Nel suo ultimo film, Peter Greenaway, la figura del grandissimo regista del cinema sovietico Sergej Eisenstein, raccontando un particolare episodio della sua vita, i 10 giorni trascorsi nel 1931 nella città messicana di Guanajuato, durate i quali filmò centinaia di chilometri di pellicola per la realizzazione di un film che non riuscirà mai a completare, finanziato dallo scrittore americano Upton Sinclair, mentre il regime regime stalinista cercava di farlo rientrare in patria, sospettandolo di tradimento per il prolungarsi eccessivo del suo soggiorno all'estero. In realtà questi fatti rimangono sullo sfondo nel film di Greenaway, che preferisce concentrarsi sull'iniziazione erotica dell'ancora vergine Eisenstein da parte della sua guida messicana, il professore di religioni comparate Palomino Cañedo.

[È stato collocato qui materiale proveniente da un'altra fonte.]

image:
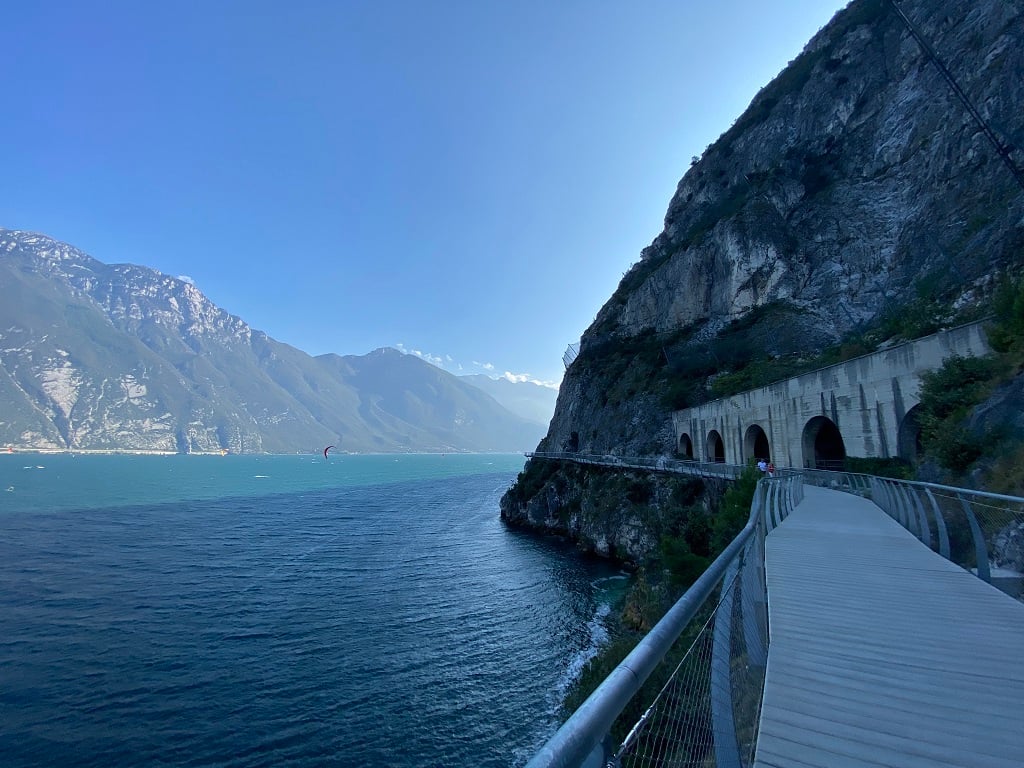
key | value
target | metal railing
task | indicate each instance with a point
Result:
(980, 531)
(717, 633)
(708, 709)
(657, 464)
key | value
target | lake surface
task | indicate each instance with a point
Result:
(240, 610)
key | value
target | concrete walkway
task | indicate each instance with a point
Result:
(884, 653)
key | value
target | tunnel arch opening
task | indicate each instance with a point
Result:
(716, 448)
(756, 443)
(822, 442)
(685, 446)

Il genio pioniere dall'arte cinematografica con le sue opere Sciopero, Ottobre e la Corazzata Potemkin ci viene presentato da Greenaway come una personalità straripante, eccentrica e logorroica, che rivela tuttavia una profonda insicurezza a livello personale e soprattutto sessuale, definisce il suo un “corpo da clown” e in patria pare non aver mai osato avvicinarsi al sesso, anche a causa del clima di repressione che circondava l'omosessualità all'epoca. Dunque la “rivoluzione sessuale” vissuta dal regista russo durante il soggiorno messicano è da Greenaway paragonata nei suoi effetti deflagranti allo sconvolgimento causato dalla rivoluzione bolscevica, tanto che il titolo occidentale del suo capolavoro Ottobre, “i dieci giorni che sconvolsero il mondo” viene parafrasato in “i dieci giorni che sconvolsero Eisenstein”. Greenaway non si fa trattenere da falsi pudori nel filmare scene di sesso esplicite e nel mostrarci nudi frontali , ma mantiene sempre un registro goliardico, affidandosi all'estro bizzarro e autoironico del suo protagonista: la scena della perdita di verginità di Eisenstein, lascia poco all'immaginazione, ma diverte anche molto, accompagnata com'è da una dissertazione sulla storia della sifilide e conclusa con una bandiera sovietica tra le chiappe.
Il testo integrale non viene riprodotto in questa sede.